Please don't shoot the messenger
I was hoping that someone could offer the origin of the saying, "please don't shoot the messenger?"
Lewis Joplin II
DON'T SHOOT THE MESSENGER -- From "Random House Dictionary of Popular Proverbs and Sayings" by Gregory Y. Titelman: "Don't shoot the messenger. Don't blame the person who brings bad news. This idea was expressed by Sophocles as far back as 442 B.C. and much later by Shakespeare in 'Henry IV, Part II' (1598) and in 'Antony and Cleopatra' (1606-07) The word kill may be used as a substitute for 'shoot.'" Related saying: "Don't shoot the piano-player; he's doing the best he can. Don't hurt innocent people. Originated in the United States in the Wild West, around 1860. During his 1883 tour of the United States, Oscar Wilde (1854-1900) saw this saying on a notice in a Leadville, Colorado, saloon.
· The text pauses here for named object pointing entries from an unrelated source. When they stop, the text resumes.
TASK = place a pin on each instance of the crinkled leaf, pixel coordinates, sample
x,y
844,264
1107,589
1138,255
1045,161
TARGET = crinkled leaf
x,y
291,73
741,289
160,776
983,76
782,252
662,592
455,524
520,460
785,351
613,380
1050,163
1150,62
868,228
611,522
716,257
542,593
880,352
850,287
It is sometimes attributed to Mark Twain, but neither Wilde nor Twain has ever claimed authority..."

Jaw Bone
The term is way older than the old west of America. The actual term is "don't kill the messenger" It is light term with darker beginnings. All the way up to the advent of telegraph and phone, the way to get news and exchange words was the use of a messenger. Many times the messenger was from an enemy camp and brought his commanders demand for the others surrender. To make a point the messanger was slaughtered and sent back. so the term means simply don't kill me i'm just delivering the bad news.